To date there are only two studies which compiled the frequency of intraarticular lesions associated with ACJ separation. These studies by Tischer et al. (2009) [20] and Pauly et al. (2009) [19] show a combined 17.1% (n = 20/117) of concomitant injuries. In this study group, concomitant pathologies were found in 39.3% (n = 64) of all patients with that number rising to as much as 57.3% (n = 43) and thus significantly higher (p < 0,001) in patients above 35 years. A contributing factor may be that in the studies mentioned above only the most relevant accompanying injuries were collected (e.g. no chondral defects). If omitting chondral defects for comparison, the rate of accompanying pathologies would still be 29.4% in the present study collective. Biggest discrepancy was found in prevalence of rotator cuff lesions which were diagnosed more often in this collective, whereas SLAP-lesions occurred in comparable frequency. Possibly, the slightly higher mean age in this group is a contributing factor to the higher rate of rotator cuff lesions.

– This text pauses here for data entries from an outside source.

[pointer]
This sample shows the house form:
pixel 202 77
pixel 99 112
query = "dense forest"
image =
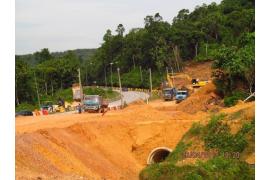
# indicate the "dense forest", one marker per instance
pixel 224 33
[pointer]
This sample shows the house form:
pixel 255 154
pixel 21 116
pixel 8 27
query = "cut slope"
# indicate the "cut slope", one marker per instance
pixel 202 100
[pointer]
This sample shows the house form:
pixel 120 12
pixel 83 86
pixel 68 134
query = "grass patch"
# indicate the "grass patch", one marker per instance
pixel 236 115
pixel 218 136
pixel 216 168
pixel 178 153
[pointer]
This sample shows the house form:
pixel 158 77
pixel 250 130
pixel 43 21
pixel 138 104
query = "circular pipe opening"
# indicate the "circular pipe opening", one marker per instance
pixel 158 155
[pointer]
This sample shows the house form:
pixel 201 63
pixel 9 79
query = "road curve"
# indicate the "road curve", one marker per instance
pixel 129 97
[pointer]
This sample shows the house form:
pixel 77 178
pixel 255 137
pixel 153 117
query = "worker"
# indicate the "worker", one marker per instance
pixel 79 108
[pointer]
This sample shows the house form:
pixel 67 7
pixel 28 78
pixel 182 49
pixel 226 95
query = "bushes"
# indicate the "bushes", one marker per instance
pixel 232 100
pixel 26 106
pixel 177 154
pixel 216 168
pixel 218 136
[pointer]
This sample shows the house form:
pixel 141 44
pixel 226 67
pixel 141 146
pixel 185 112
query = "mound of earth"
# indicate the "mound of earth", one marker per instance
pixel 202 100
pixel 91 146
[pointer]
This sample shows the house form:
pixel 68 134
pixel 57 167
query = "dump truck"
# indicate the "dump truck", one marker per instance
pixel 94 103
pixel 181 95
pixel 169 93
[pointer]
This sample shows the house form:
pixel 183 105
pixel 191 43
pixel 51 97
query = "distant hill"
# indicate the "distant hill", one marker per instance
pixel 82 54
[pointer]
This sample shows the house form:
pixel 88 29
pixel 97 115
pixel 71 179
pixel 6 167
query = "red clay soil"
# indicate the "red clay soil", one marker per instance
pixel 202 100
pixel 91 146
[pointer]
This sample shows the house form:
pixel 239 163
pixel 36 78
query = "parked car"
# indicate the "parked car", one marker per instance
pixel 125 89
pixel 181 95
pixel 47 105
pixel 24 113
pixel 94 103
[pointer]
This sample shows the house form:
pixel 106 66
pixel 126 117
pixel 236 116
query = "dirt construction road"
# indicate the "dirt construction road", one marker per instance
pixel 92 146
pixel 129 97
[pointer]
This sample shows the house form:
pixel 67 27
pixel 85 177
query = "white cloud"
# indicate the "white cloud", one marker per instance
pixel 69 24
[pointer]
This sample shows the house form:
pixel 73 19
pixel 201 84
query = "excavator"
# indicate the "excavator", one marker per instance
pixel 196 83
pixel 181 80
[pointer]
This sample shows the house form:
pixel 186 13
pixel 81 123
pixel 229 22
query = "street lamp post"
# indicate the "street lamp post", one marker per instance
pixel 172 77
pixel 120 86
pixel 111 75
pixel 105 76
pixel 150 78
pixel 141 73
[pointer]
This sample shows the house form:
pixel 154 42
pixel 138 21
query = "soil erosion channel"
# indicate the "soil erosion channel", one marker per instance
pixel 113 146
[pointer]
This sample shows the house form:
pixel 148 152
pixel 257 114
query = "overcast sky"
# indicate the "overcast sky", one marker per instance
pixel 71 24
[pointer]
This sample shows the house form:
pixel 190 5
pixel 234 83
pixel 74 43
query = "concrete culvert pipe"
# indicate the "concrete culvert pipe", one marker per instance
pixel 158 155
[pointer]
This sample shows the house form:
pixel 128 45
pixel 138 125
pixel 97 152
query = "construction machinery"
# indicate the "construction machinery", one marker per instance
pixel 181 95
pixel 196 83
pixel 169 93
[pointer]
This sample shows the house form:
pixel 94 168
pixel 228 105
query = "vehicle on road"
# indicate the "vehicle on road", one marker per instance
pixel 47 105
pixel 196 83
pixel 169 93
pixel 181 95
pixel 24 113
pixel 94 103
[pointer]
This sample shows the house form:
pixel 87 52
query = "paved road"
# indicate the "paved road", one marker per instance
pixel 129 97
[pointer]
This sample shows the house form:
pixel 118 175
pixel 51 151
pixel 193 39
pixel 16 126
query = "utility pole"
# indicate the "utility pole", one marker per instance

8.6% of all patients needed reconstructive surgery (e.G. rotator ruff- and/or SLAP-repair) in addition to the treatment of the ACJ dislocation. If surgery had not been performed arthroscopically, it is likely that at least in some cases diagnosis and treatment would have been delayed/not performed.

Accompanying pathologies were sorted into the above mentioned three groups. Most commonly preexisting degeneration was found in the age group above 35 years (70.0%). As expected, no dominant etiology of the pathology was detected in patients below 35 years.

The subgroups for sex and the different Rockwood types showed no difference concerning etiology, kind and frequency of concomitant pathologies.

Conclusion

The present study shows that the incidence of concomitant injuries in acromioclavicular separation has been underestimated. In almost 40% of all patients with ACJ-dislocation a concomitant injury could be diagnosed during the preceding diagnostic arthroscopy. In the age group above 35 years the incidence of an accompanying injury rises to 57.3%. Most commonly diagnosed pathologies were rotator cuff injuries, SLAP-lesions and chondral defects. 70% of all concomitant injuries could be attributed to a mostly degenerative etiology. Preeminent risk group to having suffered an accompanying injury are patients above 35 with degenerative defects. 21.9% of all patients with concomitant pathology needed additional reconstructive surgery.

In patients with ACJ separation diagnostic shoulder arthroscopy should be integrated as standard procedure for detection and treatment of concomitant pathologies.